Farmers had been planting for a banner year, timing crops to mature just as demand increased. With nowhere to deliver most of their crops, farmers are instead giving away flowers and using the rest as compost.

“There are flowers being dumped on a regular basis,” said Dave Pruitt, CEO of the California Cut Flower Commission, a state agency.

Anecdotally, farmers say at least one major California grower has already gone out of business. Pruitt, who has been involved in the flower-growing industry since 1969, predicted that if demand did not return to 80% of what it normally is relatively soon, many more farms would close.

“I have never seen anything like this before,” he said.

Neither has Rene VanWingerden, who has grown flowers for 48 years in Carpinteria, California — a small coastal town north of Los Angeles. His large farm produces 100,000 stems a day. Normally, a quarter would go to wholesalers and the rest to supermarkets.
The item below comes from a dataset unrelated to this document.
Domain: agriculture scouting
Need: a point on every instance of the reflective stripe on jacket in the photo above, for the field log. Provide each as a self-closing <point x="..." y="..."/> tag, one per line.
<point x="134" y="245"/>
“The government said, ‘OK, everybody stays home,’ [and] we basically lost 95% of all our market,” VanWingerden said. “We were doing quite well in January, February, and we were looking forward to a very good year.”

VanWingerden said he laid off 50 workers and dipped into his retirement savings to pay the salaries of 170 others. He thinks he has enough funds for four pay cycles.

In the last two months, farmers have discovered new vulnerabilities in their businesses and are working to shore them up. For example, with wholesalers and grocery stores canceling orders, the few orders farmers did have were not enough to fill large trucks, so their traditional transportation lines were unavailable to them.

Ironically, relatively smaller farms outside of California are faring better, as they are less tied to traditional supply chains feeding wholesalers and grocery markets.

There are weekly online meetings among farmers from around the country to share ideas, find new workarounds and new direct-selling opportunities — such as opening up farms to visitors who are eager to find safe outdoor activities and selling bouquets directly to them.

“So sharing what other people are doing, we’re able to replicate that,” said Rita Jo Shoultz, who owns a peony farm in Homer, Alaska.

Shoultz, whose payroll is much smaller at 17 people, including herself, direct ships her flowers via FedEx, eschewing traditional supply chains and serving high-end customers outside Alaska. During the shutdown, she is working to expand into e-commerce, with a website that will allow her to further develop one-on-one relationships with buyers.

“And that will be for smaller orders,” she said. “We used to do a lot of smaller orders. And we got away from that. We were happy to get away from that. Now we’re going to be happy to get back to that.”

Frank Arnosky’s farm in Blanco, Texas, is also avoiding the fate of large California growers by taking control of its own shipping needs. Arnosky employs 10 workers on a 20-acre farm that is geographically well-situated to directly serve as many as 50 grocery stores in the central Texas area.

“We’re lucky because we have a local delivery system that we can do ourselves, so we don’t have to count on truck lines,” he said. “So we’re going to use our small trucks,  and get on the road, and head up to Dallas and make Mother’s Day deliveries to the stores there.”

VanWingerden is working to adopt some new ideas to save his California farm. Principally, he will develop a direct-selling operation to connect with florists and event planners first, and then eventually expand to consumers with a flower-purchase subscription plan.

In the meantime, David Sumner, who directs the University of California Agricultural Issues Center in Davis, said he is worried about farmworkers. The rank and file who are getting laid off as farms struggle are the “most vulnerable,” he said.

“Those people are really in terrible shape. Many of them are immigrants, and some of them are undocumented,” he added. “Which means public assistance may not be available for them.”